First Inland Bank is also struggling with the problem of consumer credit, says managing director Akey Nwosu: “Growth is limited because we don’t have a credit bureau in place. We limit ourselves to people in safe jobs, people you can relate to, people working in civil service, banks, oil and the telecommunications industry.”

Pursuing debts is very time-consuming and erratic, says Mr Balogun. “You have to go through the courts to enforce your lien in the case of default and that can take time. You can get it, but it can take you nine months if you are unlucky. We still have a relatively inefficient system, although reforms are happening.

“You factor that into the structure and price of the loan. Only a very few can afford mortgages at the moment, but over the next two years a lot of those impediments will be reduced and prices will fall substantially. We expect to see exponential growth. Consumer banking is relatively new. You will see rapid growth over the next few years.”

The risk of bad debts should not deter banks from developing their retail presence, says Skye Bank’s managing director Akinsola Akinfamiwa. He advises a cautious approach, where the consequences of default are factored in to the assessment of opportunities and pricing.

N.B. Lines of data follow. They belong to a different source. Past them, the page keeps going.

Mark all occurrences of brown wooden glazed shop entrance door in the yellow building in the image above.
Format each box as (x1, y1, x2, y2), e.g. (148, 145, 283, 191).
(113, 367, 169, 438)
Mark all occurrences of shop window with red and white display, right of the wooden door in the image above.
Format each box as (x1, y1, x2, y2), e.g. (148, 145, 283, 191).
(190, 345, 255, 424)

Mr Akinfamiwa says: “You have to be highly selective in where you give loans. You will rely on where people work and character. But if the person stops paying you, you should know what [to] do with the asset.

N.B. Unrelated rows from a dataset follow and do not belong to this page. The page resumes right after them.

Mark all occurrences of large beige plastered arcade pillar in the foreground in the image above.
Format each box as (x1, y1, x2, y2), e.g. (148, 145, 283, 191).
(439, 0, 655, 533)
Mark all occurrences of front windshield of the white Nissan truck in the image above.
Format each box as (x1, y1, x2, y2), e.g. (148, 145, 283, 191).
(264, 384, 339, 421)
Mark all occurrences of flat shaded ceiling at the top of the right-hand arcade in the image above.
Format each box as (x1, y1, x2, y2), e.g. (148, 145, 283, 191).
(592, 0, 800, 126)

“This approach has led us to develop our own secondary market in items like cars. It is also important to be involved in what you are doing and develop the entrepreneur’s skill in knowing what you do with the asset.”

Skye gained some formative information about consumer lending and customer selection from one of the legacy banks it acquired in the consolidation process. This bank was an aggressive lender to the property market and it has passed on some of the skills to its new parent.

Engaging with SMEs

The process of careful selection, control and monitoring is applied to lending to the small and medium-sized enterprises sector. Banks are required by government to lend to this sector, but managers find small entrepreneurs unreliable. Mr Akinfamiwa advises lenders to “understand what makes the businessman tick”.

This sanguine approach to consumer lending is shared by Barth Ebong, managing director at Union Bank, one of the country’s largest and longest established retail banks. He says: “If you run away from bad debt, the economy will never grow. You have to have provision for bad debt. The important thing is to reduce it to a minimum, so it doesn’t drag the bank down.

“Consumer banking is becoming a policy of the government. It is the only way to alleviate poverty and the only way to create the banking habit among the population. Union Bank has been doing this over the years and this is why we are a household name. Banking should not merely [offer] products but [should] also develop the people.”